RTTM files are space-delimited text files containing one turn per line, each line containing ten fields:

* `Type` -- segment type; should always by `SPEAKER`
* `File ID` -- file name; basename of the recording minus extension (e.g., `abjxc`)
* `Channel ID` -- channel (1-indexed) that turn is on; should always be `1`
* `Turn Onset` -- onset of turn in seconds from beginning of recording
* `Turn Duration` -- duration of turn in seconds
* `Orthography Field` -- should always by `<NA>`
* `Speaker Type` -- should always be `<NA>`
* `Speaker Name` -- name of speaker of turn; should be unique within scope of each file
* `Confidence Score` -- system confidence (probability) that information is correct; should always be `<NA>`
* `Signal Lookahead Time` -- should always be `<NA>`

For instance,

```
SPEAKER abjxc 1 0.400 6.640 <NA> <NA> 0 <NA> <NA>
SPEAKER abjxc 1 8.680 55.960 <NA> <NA> 0 <NA> <NA>
```


### Stage 8: Evaluate the Result (DER)

```
if [ ${stage} -le 8 ] && [ ${stop_stage} -ge 8 ]; then
    ref_dir=data/voxconverse-master/
    #ref_dir=data/VoxSRC2023/voxconverse/
    echo -e "Get the DER results\n..."
    perl external_tools/SCTK-2.4.12/src/md-eval/md-eval.pl \
         -c 0.25 \
         -r <(cat ${ref_dir}/${partition}/*.rttm) \
         -s exp/spectral_cluster/${partition}_${sad_type}_sad_rttm 2>&1 | tee exp/spectral_cluster/${partition}_${sad_type}_sad_res

    if [ ${get_each_file_res} -eq 1 ];then
        single_file_res_dir=exp/spectral_cluster/${partition}_${sad_type}_single_file_res
        mkdir -p $single_file_res_dir
        echo -e "\nGet the DER results for each file and the results will be stored underd ${single_file_res_dir}\n..."

        awk '{print $2}' exp/spectral_cluster/${partition}_${sad_type}_sad_rttm | sort -u  | while read file_name; do
            perl external_tools/SCTK-2.4.12/src/md-eval/md-eval.pl \
                 -c 0.25 \
                 -r <(cat ${ref_dir}/${partition}/${file_name}.rttm) \
                 -s <(grep "${file_name}" exp/spectral_cluster/${partition}_${sad_type}_sad_rttm) > ${single_file_res_dir}/${partition}_${file_name}_res
        done
        echo "Done!"
    fi
fi
```

Use the **SCTK** toolkit to compute the Diarization Error Rate (DER) metric, which is the sum of

* speaker error -- percentage of scored time for which the wrong speaker id is assigned within a speech region
* false alarm speech -- percentage of scored time for which a nonspeech region is incorrectly marked as containing speech
* missed speech -- percentage of scored time for which a speech region is incorrectly marked as not containing speech

For more details about DER, consult Section 6.1 of the [NIST RT-09 evaluation plan](https://web.archive.org/web/20100606092041if_/http://www.itl.nist.gov/iad/mig/tests/rt/2009/docs/rt09-meeting-eval-plan-v2.pdf).

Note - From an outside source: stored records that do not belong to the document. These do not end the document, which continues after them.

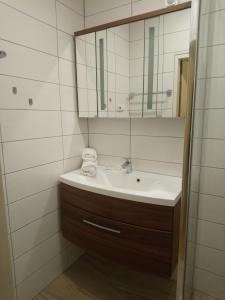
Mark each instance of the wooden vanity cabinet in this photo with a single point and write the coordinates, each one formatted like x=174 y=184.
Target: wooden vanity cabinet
x=140 y=235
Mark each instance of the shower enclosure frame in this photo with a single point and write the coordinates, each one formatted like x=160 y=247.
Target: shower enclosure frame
x=188 y=143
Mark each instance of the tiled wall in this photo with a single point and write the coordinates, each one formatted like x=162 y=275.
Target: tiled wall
x=40 y=141
x=210 y=108
x=154 y=145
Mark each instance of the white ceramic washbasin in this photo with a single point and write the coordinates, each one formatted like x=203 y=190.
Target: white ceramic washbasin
x=137 y=186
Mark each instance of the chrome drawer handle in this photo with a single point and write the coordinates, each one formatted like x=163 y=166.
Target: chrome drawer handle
x=101 y=227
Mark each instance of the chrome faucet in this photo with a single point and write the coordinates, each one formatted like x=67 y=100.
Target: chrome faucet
x=127 y=165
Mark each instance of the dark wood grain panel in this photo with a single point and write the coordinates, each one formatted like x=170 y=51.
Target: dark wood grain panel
x=130 y=212
x=136 y=18
x=154 y=243
x=143 y=236
x=113 y=250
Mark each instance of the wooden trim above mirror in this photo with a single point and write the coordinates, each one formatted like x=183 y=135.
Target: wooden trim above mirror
x=155 y=13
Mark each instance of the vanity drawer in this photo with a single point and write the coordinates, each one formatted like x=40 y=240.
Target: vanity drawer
x=146 y=250
x=126 y=211
x=153 y=243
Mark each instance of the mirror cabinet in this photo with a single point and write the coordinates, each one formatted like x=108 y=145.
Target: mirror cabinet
x=134 y=68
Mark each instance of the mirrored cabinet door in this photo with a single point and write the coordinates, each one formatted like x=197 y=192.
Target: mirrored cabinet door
x=119 y=78
x=86 y=75
x=136 y=69
x=152 y=51
x=102 y=73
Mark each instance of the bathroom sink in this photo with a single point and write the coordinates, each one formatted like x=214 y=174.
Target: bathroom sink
x=137 y=186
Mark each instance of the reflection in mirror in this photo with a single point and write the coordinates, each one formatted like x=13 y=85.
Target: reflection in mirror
x=135 y=70
x=175 y=40
x=102 y=76
x=86 y=75
x=118 y=71
x=153 y=49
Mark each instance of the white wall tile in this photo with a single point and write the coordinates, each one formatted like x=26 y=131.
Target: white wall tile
x=77 y=5
x=109 y=16
x=31 y=153
x=68 y=98
x=26 y=124
x=33 y=260
x=42 y=10
x=215 y=34
x=34 y=233
x=143 y=6
x=24 y=183
x=214 y=88
x=178 y=21
x=38 y=66
x=45 y=95
x=212 y=181
x=210 y=283
x=67 y=20
x=26 y=31
x=32 y=208
x=107 y=126
x=158 y=127
x=66 y=46
x=33 y=285
x=215 y=61
x=211 y=234
x=74 y=144
x=92 y=7
x=210 y=6
x=115 y=145
x=32 y=132
x=72 y=124
x=214 y=123
x=211 y=208
x=72 y=164
x=211 y=260
x=158 y=167
x=66 y=72
x=176 y=42
x=213 y=153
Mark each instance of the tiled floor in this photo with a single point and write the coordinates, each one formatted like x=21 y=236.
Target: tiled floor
x=90 y=278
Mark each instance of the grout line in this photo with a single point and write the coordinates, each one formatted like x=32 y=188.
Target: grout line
x=33 y=167
x=209 y=271
x=208 y=221
x=211 y=195
x=137 y=135
x=26 y=14
x=107 y=10
x=212 y=11
x=142 y=159
x=35 y=220
x=60 y=253
x=39 y=138
x=8 y=222
x=38 y=244
x=60 y=96
x=203 y=294
x=33 y=194
x=78 y=13
x=206 y=246
x=25 y=198
x=36 y=80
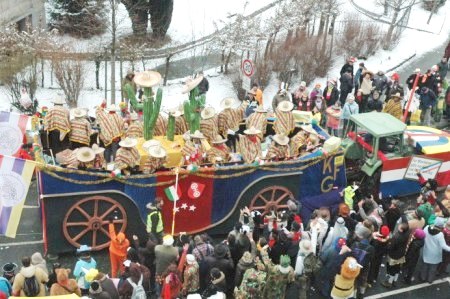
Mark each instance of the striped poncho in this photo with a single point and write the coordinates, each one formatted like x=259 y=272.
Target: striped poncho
x=111 y=126
x=230 y=118
x=250 y=148
x=284 y=123
x=80 y=131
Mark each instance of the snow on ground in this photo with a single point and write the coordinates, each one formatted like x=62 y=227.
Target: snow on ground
x=193 y=18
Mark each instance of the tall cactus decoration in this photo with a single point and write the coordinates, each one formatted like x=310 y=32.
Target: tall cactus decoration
x=152 y=107
x=170 y=134
x=194 y=105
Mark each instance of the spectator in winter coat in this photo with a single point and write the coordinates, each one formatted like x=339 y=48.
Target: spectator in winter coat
x=331 y=93
x=348 y=67
x=396 y=253
x=427 y=102
x=346 y=86
x=379 y=242
x=432 y=250
x=415 y=243
x=350 y=108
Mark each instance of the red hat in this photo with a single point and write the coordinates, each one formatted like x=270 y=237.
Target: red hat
x=384 y=231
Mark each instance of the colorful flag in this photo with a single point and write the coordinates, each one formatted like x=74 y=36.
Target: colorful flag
x=12 y=130
x=15 y=177
x=172 y=193
x=195 y=190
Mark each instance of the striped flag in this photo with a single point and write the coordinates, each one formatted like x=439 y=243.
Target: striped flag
x=15 y=177
x=12 y=130
x=172 y=193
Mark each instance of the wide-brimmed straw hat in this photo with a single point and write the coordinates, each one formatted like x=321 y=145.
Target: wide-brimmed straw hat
x=85 y=154
x=281 y=139
x=157 y=151
x=112 y=108
x=77 y=112
x=285 y=106
x=128 y=142
x=252 y=131
x=97 y=149
x=191 y=84
x=227 y=103
x=197 y=134
x=308 y=128
x=150 y=143
x=147 y=78
x=58 y=100
x=208 y=113
x=219 y=139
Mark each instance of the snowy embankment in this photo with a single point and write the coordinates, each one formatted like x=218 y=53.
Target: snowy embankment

The overall DER result would be saved in `exp/spectral_cluster/${partition}_${sad_type}_sad_res`.
Optionally, set `get_each_file_res` as `1` if you also want to get the DER result for each single file, which will be saved under dir `exp/spectral_cluster/${partition}_${sad_type}_single_file_res`.